If oil and gas are in fact so great for the economy, why wouldn’t McKean and Warren counties be the greatest and most prosperous counties in all of Pennsylvania? Why wouldn’t Oklahoma and south Texas and Saudi Arabia and Nigeria be the greatest places to live in all the world?

The presence of mineral resources alone guarantees nothing. In fact, it can invite speculation, greed, exploitation.

Hear Ecuador’s  Alberto Acosta on Democracy Now discussing the gap between a richness in natural resources and the poverty that can accompany extractive practices.

The SEC permits oil and gas companies to book proved reserves as capital assets

A lot of people I’ve talked to have expressed concerns about their elected representatives getting contributions from oil and gas or personally benefitting from natural gas development.

Compounding the problem, a lot of communities have organized committees to deal with Marcellus development issues by appointing “stakeholders” to the boards. Instead of defining stakeholders as community members with long-term interests in the quality of life for all people in the area, these committees amplify the voices of those who would gain most from this development. When they do good work, they ask, how can we train workers for this new industry? How can we make this process go more smoothly?

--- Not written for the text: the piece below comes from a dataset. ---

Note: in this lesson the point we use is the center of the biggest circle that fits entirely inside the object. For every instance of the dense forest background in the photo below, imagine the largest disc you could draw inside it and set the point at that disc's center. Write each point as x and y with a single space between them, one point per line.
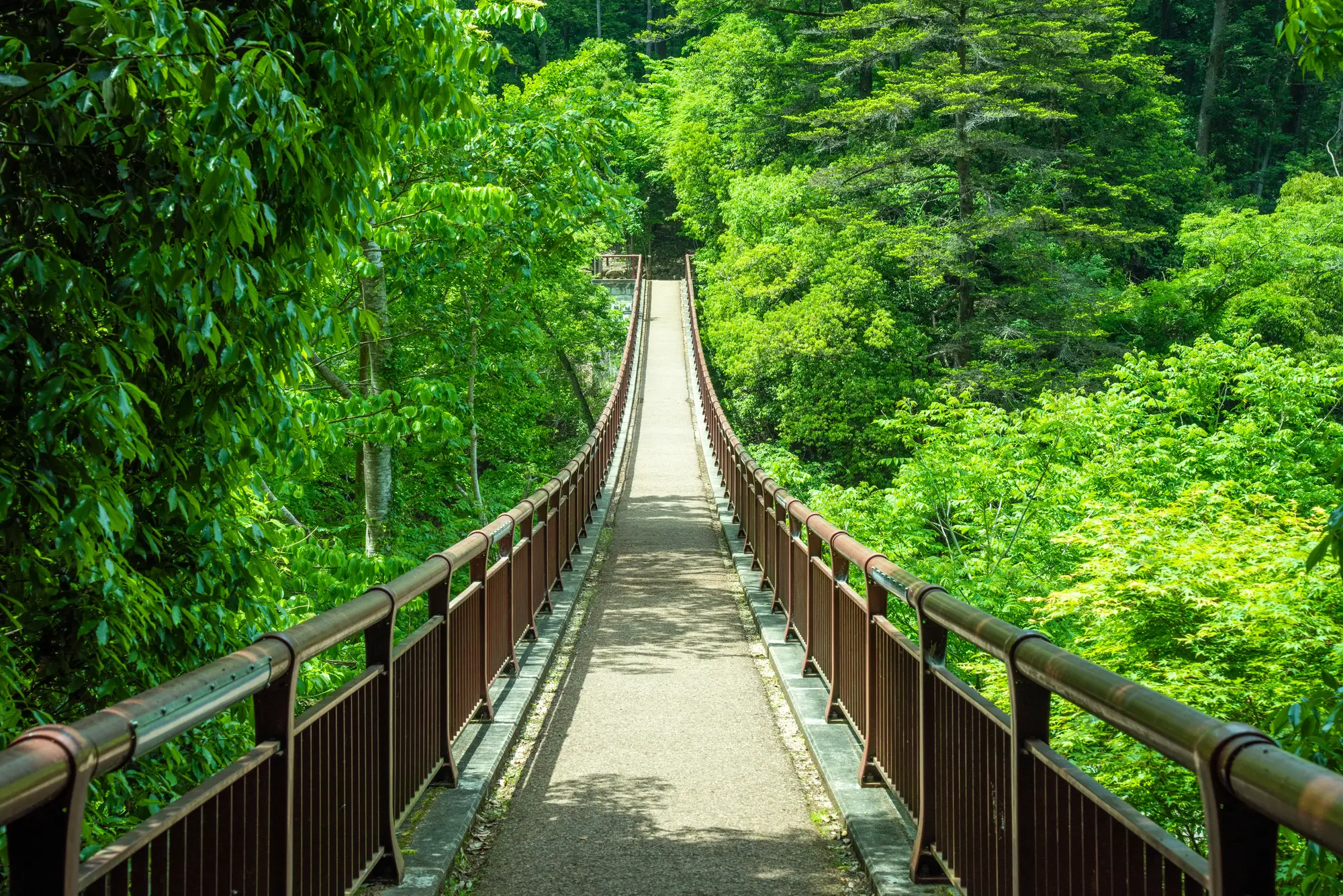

But seldom do they ask, is this even good for our community at all?

In one recent example, Lehman Township in Luzerne County agreed to let EnCana begin Marcellus drilling in the township though some residents wanted their supervisors to vote no.

Only one of the supervisors could put forward the motion, because “two of the supervisors, Ide and Sutton, have personal ties to gas drilling. Ide leased some of his own land for gas drilling, and Sutton consults property owners concerning drilling.” The third member presented the motion, and the other two seconded it.

I highly recommend a blog post I stumbled on called “Gas Drilling, Conflict of Interests, and Lobbying.”

It focuses on New York law, but perhaps Pennsylvania has some similar guidelines? According to New York’s Commission on Public Integrity,

As a general matter, recusal  would be required if the facts and circumstances suggest that the subject trustee has a substantial, personal interest in the outcome of the BID budget vote.  Even the appearance of such an interest would require recusal, in order to maintain public confidence in  government.

This is a problem a lot of Pennsylvania communities need to address head on. Both of the lawyers the blogger consulted “strongly recommended that  the public should attend those local board meetings and ask each board member, on the record, to clarify the leased  status of their and their family’s  real property holdings.

Unanswered Questions About The Economic Impact of Gas Drilling In the Marcellus Shale: Don’t Jump to Conclusions

by Jannette M. Barth, Ph.D.

The paper was prepared for New York. Too bad no such report was available for Pennsylvania before drilling started. From the intro:

The studies used to support the claim that drilling will bring economic benefits to New
York are either biased, dated, seriously flawed, or simply not applicable to the region that
would be affected. Such studies are not a valid foundation on which to base legislative or
regulatory actions.

I also like the firm debunking of “An Emerging Giant: Prospects and Economic Impacts of Developing the Marcellus Shale Natural Gas Play,” aka “the Penn State study.” To wit:

The report is an exercise commissioned by the natural gas industry to try to prevent the State of Pennsylvania from imposing a severance tax on natural gas. An intelligent lawmaker should not take this study seriously.